Many prompt instructions can be expressed in natural language, but because the prompt request will interact with a range of sources and systems, they should also include technical parameters such as weights, endpoints, or text patterns.
While non-technical end-users can create simple prompts, you’ll want to delegate the engineering of more sophisticated prompts to more technically savvy staff. They can experiment with what works and what doesn’t and then provide these optimized prompts for everyone to use.
Misconception 3: AI can write your firm’s content, meaning writers are no longer required
At the other end of misconceptions about LLMs is the belief that they are all powerful and can readily take over many job roles.
This misconception is most popular with business executives who aren’t involved with writing content. Perhaps they see their school-age children using text-generation apps on their smartphones for homework and conclude that if kids can use them to write, then these bots will replace the need for dedicated writers. Some developers, always attuned to ways to save time, may also be prone to believe that generative AI can automate writing to such as degree that the involvement of writers won’t be necessary.
Those who currently develop content are less credulous about the autonomy of generative AI. Writing involves getting both the informational details correct and expressing them effectively. Before you turn content creation tasks over to generative AI, you need to make sure you can provide accuracy and audience-appropriate delivery.
ChatGPT can answer questions on almost any topic, though not necessarily with authority. Enterprises need for outputs to be accurate, specific, complete, and unambiguous. Employees and customers need to trust the output if they’re required to rely on it.

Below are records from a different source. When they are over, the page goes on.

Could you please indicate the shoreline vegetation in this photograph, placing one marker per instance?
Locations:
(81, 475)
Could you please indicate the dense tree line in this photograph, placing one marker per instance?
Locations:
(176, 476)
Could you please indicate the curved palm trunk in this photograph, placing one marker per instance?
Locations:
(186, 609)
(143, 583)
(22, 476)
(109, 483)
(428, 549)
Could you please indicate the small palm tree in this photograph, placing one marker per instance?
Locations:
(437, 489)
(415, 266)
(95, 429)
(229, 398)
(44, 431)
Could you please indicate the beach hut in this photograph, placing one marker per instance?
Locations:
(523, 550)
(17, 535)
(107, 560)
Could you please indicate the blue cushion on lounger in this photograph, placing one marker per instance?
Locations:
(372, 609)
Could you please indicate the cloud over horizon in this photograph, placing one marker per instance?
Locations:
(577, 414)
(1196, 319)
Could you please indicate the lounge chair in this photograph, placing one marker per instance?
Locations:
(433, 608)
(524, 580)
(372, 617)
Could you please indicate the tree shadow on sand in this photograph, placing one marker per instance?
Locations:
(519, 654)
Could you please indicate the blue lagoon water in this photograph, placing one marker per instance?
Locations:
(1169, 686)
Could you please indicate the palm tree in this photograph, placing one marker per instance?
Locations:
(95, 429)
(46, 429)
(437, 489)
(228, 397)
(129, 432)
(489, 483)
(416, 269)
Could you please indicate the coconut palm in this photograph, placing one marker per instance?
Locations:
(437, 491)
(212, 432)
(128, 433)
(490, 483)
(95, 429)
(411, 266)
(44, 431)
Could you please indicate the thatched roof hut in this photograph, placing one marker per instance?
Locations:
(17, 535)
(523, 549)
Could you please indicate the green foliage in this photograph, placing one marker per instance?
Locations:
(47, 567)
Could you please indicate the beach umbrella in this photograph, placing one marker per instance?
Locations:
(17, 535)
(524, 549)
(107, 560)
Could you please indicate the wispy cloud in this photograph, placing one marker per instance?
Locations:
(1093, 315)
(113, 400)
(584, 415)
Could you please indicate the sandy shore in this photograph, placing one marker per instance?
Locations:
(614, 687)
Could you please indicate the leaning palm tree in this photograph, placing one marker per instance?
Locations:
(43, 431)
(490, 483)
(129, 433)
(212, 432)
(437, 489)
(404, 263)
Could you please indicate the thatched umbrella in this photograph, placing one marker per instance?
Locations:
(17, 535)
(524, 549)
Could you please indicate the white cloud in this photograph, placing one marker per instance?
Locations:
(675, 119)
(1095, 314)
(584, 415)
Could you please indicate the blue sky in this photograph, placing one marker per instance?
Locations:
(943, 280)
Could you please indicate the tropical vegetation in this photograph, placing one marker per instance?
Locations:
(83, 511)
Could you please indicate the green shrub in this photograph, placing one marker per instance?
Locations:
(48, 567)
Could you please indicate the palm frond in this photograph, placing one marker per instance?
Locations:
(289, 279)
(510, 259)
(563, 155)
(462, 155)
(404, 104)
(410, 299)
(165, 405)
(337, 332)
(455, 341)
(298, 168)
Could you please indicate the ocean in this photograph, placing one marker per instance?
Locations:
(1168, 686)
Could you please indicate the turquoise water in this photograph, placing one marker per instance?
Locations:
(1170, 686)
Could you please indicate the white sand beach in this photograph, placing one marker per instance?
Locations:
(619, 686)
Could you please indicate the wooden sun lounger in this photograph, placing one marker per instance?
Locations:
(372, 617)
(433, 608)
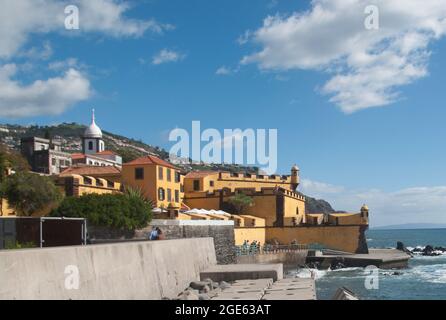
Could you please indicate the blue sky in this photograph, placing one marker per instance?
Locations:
(385, 150)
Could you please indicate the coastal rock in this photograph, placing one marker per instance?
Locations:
(205, 289)
(199, 285)
(203, 296)
(188, 295)
(429, 251)
(400, 246)
(224, 285)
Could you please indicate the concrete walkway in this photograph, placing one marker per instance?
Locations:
(381, 258)
(267, 289)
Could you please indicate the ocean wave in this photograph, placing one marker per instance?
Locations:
(310, 273)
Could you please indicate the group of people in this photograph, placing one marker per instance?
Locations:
(156, 234)
(250, 248)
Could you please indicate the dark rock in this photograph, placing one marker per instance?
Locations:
(400, 246)
(199, 285)
(224, 285)
(429, 251)
(188, 295)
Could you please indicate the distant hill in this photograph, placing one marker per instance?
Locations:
(69, 134)
(313, 205)
(412, 226)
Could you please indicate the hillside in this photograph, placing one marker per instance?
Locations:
(69, 135)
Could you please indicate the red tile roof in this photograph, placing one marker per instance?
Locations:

In some scenarios, generative AI can develop reliable content without active oversight. For example, generative AI could develop product descriptions based on a well-defined list of product features for each product.
But many situations involve conceptual complexity, where distinctions are important but may be hard for bots to identify or convey. Depending on how the bot is ingesting (finding and retrieving) information, it may generate text that is nonsensical, a phenomenon known as hallucination. Hallucinations occur when the data relating to the question is insufficient, inaccurate, contradictory, or lacks context.
In addition to getting the facts straight, the bot also needs to convey the information clearly.
The writing provided by off-the-shelf AI services is often not that great. Out of the box, ChatGPT delivers clunky prose that’s wordy and overly formal. The prose may not be the point, for example, rambling about the pros and cons of a topic. While AI can be trained to reflect the appropriate style, you may still need to oversee the output initially to ensure it conforms to your brand guidelines and standards.
Unless your prompts are well-tuned and you’ve determined the output is predictably reliable, you’ll want writers to interact with the bot to check the results and improve them. AI can certainly accelerate the work of content development, but it won’t necessarily replace the creative judgments or knowledge expertise that writers can offer.
Do your diligence when adopting generative AI
Generative AI can deliver impressive results at a scale and speed that’s been previously unimaginable. But such outcomes depend on drawing on a range of inputs and services and iterating on the prompts to query those inputs. Just connecting to a generic GPT API won’t provide all that’s needed.
When engineering your own prompts, make sure your team specifies relevant resources and libraries to use and iterates and tests results. When adopting external AI services, look at what diligence the vendor has performed to ensure the results are reliable.